Energy briefs

** The Biden administration on Friday rejected more than two dozen oil refinery requests for exemptions from US biofuel-blending requirements.

** Exxon Mobil Corporation XOM has entered into an agreement to acquire Denbury Inc. DEN for $4.9 billion. The move is part of ExxonMobil’s plan to enhance its transition to clean energy with a well-established carbon dioxide sequestration operation. The acquisition will provide XOM access to the biggest pipeline network in the United States.

** AT&T Inc. shares hit an almost three-decade low Friday amid growing concerns of the potentially high costs the phone giant faces if it must clean up contamination due to lead-clad wiring throughout parts of its nationwide network.

** US Climate Envoy John Kerry arrived in China on Sunday for three full days of talks that will test the ability of the world’s top two greenhouse gas emitters to collaborate in the fight against global warming despite deep discord over other issues.

** A $25 million project at a Calpine Corp. power plant near San Francisco will test a technology that could capture 95% of a plant’s carbon emissions, a process California officials say is critical to the state’s climate fight.

** Chevron Corp is comfortable with buying U.S. liquefied natural gas (LNG) on long-term contracts rather than constructing its own U.S. domestic export facility, said Freeman Shaheen, the company’s head of global gas. The second largest U.S. oil and gas producer in June 2022 signed agreements with LNG developers Cheniere Energy and Venture Global LNG for a combined 4 million tonnes per annum (MTPA) of the super-chilled natural gases.

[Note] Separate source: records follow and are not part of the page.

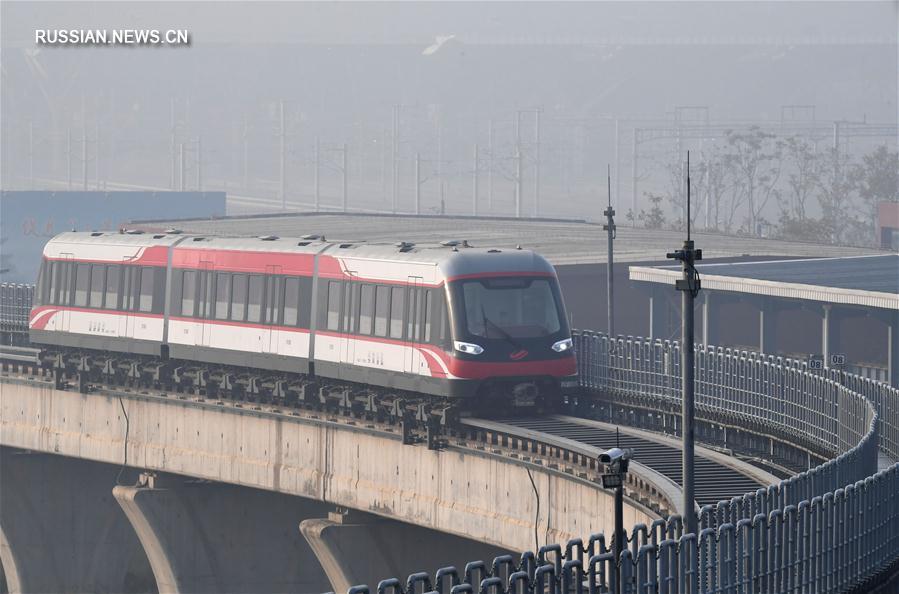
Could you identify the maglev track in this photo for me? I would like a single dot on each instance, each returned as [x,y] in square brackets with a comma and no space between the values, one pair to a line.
[714,481]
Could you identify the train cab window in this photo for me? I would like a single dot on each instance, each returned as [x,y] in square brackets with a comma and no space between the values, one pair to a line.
[238,297]
[254,302]
[113,277]
[188,293]
[222,292]
[82,284]
[98,284]
[145,302]
[382,310]
[291,301]
[397,301]
[333,320]
[366,308]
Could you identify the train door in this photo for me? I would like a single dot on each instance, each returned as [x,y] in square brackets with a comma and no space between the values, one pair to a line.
[129,286]
[349,309]
[414,300]
[273,295]
[205,302]
[66,282]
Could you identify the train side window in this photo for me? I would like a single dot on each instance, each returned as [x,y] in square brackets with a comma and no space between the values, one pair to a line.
[40,291]
[54,282]
[305,307]
[291,301]
[382,310]
[350,307]
[82,284]
[206,294]
[333,319]
[397,301]
[113,278]
[254,302]
[413,319]
[367,305]
[238,297]
[129,286]
[273,297]
[188,293]
[98,284]
[426,314]
[145,302]
[222,292]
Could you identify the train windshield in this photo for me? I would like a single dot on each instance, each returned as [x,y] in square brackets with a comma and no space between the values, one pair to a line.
[510,307]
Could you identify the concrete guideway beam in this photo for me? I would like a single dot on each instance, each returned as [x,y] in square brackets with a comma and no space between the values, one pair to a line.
[357,548]
[208,537]
[463,491]
[62,530]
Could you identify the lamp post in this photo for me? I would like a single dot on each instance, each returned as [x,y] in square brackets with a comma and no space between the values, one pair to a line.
[689,286]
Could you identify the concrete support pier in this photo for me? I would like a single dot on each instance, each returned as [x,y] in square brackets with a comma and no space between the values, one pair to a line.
[61,530]
[208,537]
[358,548]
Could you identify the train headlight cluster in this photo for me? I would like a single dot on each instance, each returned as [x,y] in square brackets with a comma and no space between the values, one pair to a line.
[563,345]
[468,347]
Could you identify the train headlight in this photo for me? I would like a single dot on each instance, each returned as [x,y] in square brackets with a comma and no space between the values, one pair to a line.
[563,345]
[468,347]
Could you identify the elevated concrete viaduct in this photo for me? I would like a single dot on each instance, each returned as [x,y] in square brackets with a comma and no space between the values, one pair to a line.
[198,537]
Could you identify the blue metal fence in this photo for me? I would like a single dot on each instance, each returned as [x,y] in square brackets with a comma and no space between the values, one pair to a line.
[824,530]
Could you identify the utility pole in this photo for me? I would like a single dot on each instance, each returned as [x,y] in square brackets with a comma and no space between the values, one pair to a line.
[246,154]
[618,162]
[199,164]
[474,184]
[634,185]
[69,158]
[97,151]
[173,131]
[181,179]
[417,184]
[537,162]
[345,174]
[610,276]
[315,175]
[31,155]
[689,286]
[283,159]
[83,144]
[518,180]
[396,161]
[490,150]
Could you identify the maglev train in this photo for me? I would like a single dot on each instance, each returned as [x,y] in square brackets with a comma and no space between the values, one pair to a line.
[443,319]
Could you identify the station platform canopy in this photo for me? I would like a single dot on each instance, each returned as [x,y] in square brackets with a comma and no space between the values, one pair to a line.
[560,241]
[871,280]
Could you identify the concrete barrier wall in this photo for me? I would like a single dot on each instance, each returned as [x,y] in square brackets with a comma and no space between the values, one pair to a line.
[466,492]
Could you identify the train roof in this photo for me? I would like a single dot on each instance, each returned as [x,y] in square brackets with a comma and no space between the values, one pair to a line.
[451,258]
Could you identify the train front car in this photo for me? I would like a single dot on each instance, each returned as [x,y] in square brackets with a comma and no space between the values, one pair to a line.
[511,340]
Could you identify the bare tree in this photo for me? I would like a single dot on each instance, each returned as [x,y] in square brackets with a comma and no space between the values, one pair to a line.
[805,166]
[755,159]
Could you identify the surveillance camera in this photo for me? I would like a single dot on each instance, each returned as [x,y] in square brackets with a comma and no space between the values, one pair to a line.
[617,458]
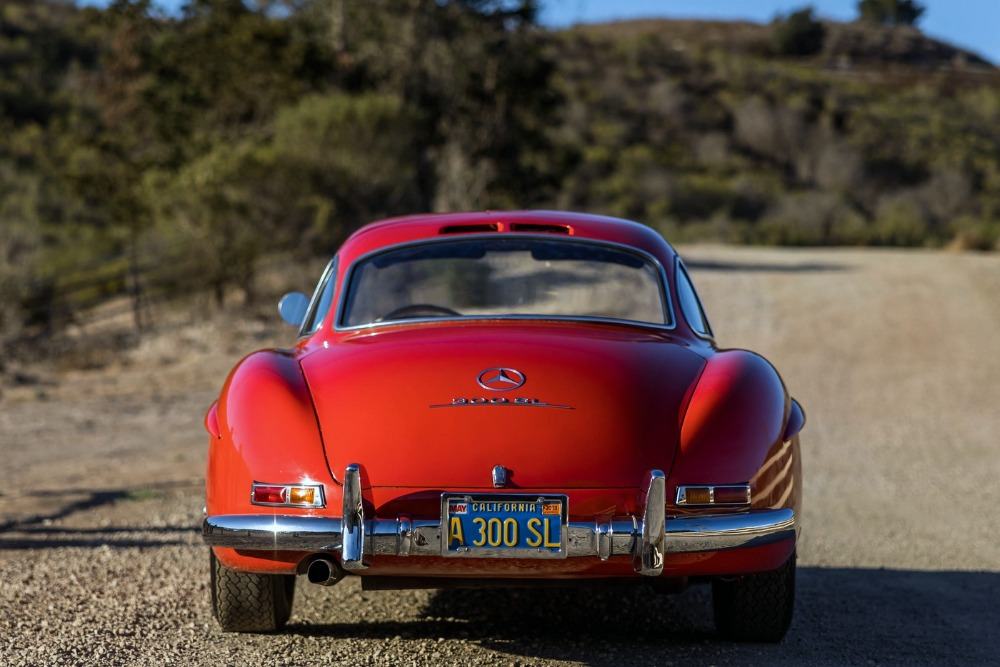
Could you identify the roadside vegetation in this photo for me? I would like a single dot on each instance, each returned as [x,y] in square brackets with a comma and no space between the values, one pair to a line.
[146,155]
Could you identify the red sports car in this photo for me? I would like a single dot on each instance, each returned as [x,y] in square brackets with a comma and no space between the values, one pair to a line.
[509,399]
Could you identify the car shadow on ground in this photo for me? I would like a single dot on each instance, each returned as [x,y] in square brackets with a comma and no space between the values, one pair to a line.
[843,617]
[53,524]
[764,267]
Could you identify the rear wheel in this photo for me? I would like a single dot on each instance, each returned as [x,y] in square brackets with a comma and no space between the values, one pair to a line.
[250,602]
[757,607]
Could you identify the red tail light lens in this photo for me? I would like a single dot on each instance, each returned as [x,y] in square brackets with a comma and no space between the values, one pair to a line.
[733,495]
[288,495]
[268,494]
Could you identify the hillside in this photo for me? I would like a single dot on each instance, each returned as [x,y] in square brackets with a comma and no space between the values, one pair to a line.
[882,137]
[847,45]
[150,157]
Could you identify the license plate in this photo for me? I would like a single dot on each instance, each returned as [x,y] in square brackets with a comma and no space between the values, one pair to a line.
[504,525]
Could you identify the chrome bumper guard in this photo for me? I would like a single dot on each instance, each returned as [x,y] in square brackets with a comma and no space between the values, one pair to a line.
[647,538]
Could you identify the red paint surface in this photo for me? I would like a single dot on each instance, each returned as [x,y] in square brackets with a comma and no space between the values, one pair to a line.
[642,398]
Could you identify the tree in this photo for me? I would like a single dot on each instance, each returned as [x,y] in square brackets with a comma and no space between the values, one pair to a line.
[890,12]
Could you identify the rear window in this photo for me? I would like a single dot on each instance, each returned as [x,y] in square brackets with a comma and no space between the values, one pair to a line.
[505,277]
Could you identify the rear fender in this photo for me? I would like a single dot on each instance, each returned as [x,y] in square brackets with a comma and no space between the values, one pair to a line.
[739,426]
[264,429]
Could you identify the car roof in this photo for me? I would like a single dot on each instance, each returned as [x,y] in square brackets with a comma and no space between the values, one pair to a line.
[548,223]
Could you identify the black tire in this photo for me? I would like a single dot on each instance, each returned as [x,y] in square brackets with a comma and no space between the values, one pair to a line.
[757,607]
[250,602]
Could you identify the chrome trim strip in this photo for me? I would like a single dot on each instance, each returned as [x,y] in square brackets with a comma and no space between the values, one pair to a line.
[649,559]
[665,283]
[614,537]
[352,550]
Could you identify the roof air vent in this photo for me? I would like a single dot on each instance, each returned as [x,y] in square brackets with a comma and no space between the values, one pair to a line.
[543,229]
[470,229]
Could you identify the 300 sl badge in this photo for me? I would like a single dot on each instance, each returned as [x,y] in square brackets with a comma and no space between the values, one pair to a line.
[500,400]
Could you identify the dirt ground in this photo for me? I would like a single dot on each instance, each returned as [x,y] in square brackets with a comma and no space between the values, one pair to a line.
[893,354]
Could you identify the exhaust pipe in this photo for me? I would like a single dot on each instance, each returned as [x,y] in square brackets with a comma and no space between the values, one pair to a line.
[324,572]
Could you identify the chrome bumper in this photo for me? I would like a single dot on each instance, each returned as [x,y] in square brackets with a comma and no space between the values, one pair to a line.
[645,538]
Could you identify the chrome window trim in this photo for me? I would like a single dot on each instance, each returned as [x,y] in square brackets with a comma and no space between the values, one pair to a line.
[329,273]
[664,285]
[680,267]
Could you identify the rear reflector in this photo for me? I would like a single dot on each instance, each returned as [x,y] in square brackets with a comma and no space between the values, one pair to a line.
[287,495]
[731,495]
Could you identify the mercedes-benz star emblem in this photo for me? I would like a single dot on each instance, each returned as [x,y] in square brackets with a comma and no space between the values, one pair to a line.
[500,379]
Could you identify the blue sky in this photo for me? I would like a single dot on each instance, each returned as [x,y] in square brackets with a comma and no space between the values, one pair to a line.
[970,24]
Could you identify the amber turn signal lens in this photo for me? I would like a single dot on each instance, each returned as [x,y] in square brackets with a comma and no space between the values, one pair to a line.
[302,495]
[710,496]
[696,495]
[287,495]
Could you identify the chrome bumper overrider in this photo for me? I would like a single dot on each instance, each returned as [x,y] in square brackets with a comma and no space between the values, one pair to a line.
[646,538]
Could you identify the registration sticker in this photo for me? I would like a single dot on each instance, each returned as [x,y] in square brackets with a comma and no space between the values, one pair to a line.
[504,526]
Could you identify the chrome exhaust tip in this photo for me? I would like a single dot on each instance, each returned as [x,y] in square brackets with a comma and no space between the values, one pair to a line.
[324,572]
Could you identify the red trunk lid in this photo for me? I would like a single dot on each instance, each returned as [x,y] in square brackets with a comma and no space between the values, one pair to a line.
[599,406]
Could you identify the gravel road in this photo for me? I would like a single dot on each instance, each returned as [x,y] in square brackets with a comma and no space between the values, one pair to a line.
[892,353]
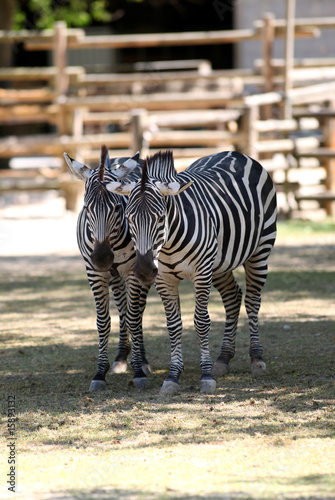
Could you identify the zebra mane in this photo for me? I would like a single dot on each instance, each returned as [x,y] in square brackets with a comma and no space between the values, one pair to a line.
[159,167]
[103,155]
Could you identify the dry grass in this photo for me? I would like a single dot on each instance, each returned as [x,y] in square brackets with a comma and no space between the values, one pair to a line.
[255,438]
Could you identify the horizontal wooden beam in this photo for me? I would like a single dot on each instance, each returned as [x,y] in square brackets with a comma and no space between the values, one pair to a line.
[155,101]
[37,73]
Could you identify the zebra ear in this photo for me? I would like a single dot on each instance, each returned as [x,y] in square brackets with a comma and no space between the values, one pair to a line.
[127,167]
[78,169]
[172,188]
[120,188]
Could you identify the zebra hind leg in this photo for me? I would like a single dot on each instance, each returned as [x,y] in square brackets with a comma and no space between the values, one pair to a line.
[256,273]
[202,287]
[168,292]
[231,295]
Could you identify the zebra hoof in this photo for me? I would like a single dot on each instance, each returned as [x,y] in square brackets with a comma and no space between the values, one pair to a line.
[169,387]
[119,367]
[146,368]
[98,385]
[258,367]
[220,369]
[207,385]
[141,382]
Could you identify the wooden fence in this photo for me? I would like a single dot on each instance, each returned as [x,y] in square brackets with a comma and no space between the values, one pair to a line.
[188,106]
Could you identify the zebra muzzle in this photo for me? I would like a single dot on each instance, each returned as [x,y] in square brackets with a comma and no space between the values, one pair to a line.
[145,269]
[102,255]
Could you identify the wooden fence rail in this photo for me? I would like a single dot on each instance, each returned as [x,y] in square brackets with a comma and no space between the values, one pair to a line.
[195,110]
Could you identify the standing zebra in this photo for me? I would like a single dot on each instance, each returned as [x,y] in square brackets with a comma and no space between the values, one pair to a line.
[108,251]
[225,217]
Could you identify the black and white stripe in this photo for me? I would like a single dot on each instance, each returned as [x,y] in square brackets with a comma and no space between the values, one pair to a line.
[108,252]
[201,224]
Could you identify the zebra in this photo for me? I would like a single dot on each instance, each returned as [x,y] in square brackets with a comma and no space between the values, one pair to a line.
[201,224]
[108,252]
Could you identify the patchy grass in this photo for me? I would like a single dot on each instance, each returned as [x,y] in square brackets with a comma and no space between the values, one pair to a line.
[255,438]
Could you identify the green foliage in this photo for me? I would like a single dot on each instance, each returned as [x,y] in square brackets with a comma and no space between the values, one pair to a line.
[75,12]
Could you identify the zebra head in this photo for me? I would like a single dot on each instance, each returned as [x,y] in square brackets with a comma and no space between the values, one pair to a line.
[147,214]
[104,210]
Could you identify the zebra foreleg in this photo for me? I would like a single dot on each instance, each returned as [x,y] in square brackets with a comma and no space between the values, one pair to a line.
[231,295]
[256,273]
[100,290]
[118,287]
[170,297]
[142,301]
[202,327]
[134,324]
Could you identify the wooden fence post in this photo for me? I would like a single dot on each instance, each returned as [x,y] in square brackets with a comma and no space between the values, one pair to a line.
[138,125]
[268,33]
[250,133]
[329,134]
[61,78]
[289,55]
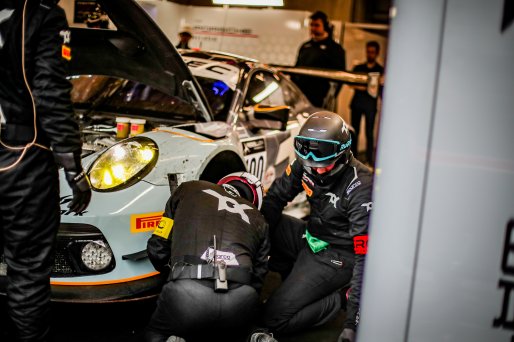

** Tesla built its first Cybertruck at the electric-vehicle maker’s plant in Austin, Texas, the company said in a tweet on Saturday, after two years of delays. Tesla founder Elon Musk introduced the pickup truck in a 2019 reveal where the vehicle’s designer cracked the vehicle’s supposedly unbreakable “armor glass” windows.

 

World

** New research shows that persistently pumping groundwater has shifted Earth’s axis. The reason is that we’re moving all that water mass from under the continents to the oceans.

** After a surprising announcement last year, in which Shell set 2050 as its target to reach net-zero planet-overheating gas pollution, the company became the latest to join others like BP in scaling back their climate pledges, according to Euronews.green.

** Shell plc (SHEL) conducted a post-well analysis of a recent Pensacola North Sea discovery, revealing a considerable increase in the estimated oil and gas resources that are roughly twice the earlier forecasts, per a Deltic Energy Plc press release. Deltic Energy has a 30% working interest in the Shell-operated license of Pensacola natural gas discovery.

** The world needs an “urgent” exit from fossil fuels as part of efforts to slash planet-heating emissions and rein in global warming, a coalition of countries including EU economies and climate-vulnerable nations said Friday. In a statement released at the close of climate talks in Brussels, the High Ambition Coalition said the year-end COP28 talks must pave the way for “an urgent and just transition to renewables, a more climate resilient world, and climate justice for all”.

** Deadly fires have raged for a century in mines in India’s Jharkhand state, where Savitri Mahto is one of 100,000 people risking their lives shovelling coal to supply insatiable demand. Underground fires, which scientists believe started in a mine accident in 1916, create sinkholes that swallow people and homes. Coal pickers and activists report hundreds of people have died over the decades.

** Pakistan’s Prime Minister Shehbaz Sharif on Friday launched the construction of a 1,200-megawatt Chinese-designed nuclear energy project, which will be built at a cost of $3.5 billion as part of the government efforts to generate more clean energy in the Islamic nation.

** Venezuela is preparing to significantly increase natural gas prices as it continues to phase out long-standing fuel subsidies in search for revenue. The nation’s oil ministry plans to triple prices for the fuel, its first increase in more than a decade, after years of hyperinflation reduced the price to nearly nothing, according to people with knowledge of the matter.

** Prime Minister Justin Trudeau’s government hopes to unveil a plan by the end of this year to streamline permitting for mining projects as the US and its allies push to accelerate the production of critical minerals in North America.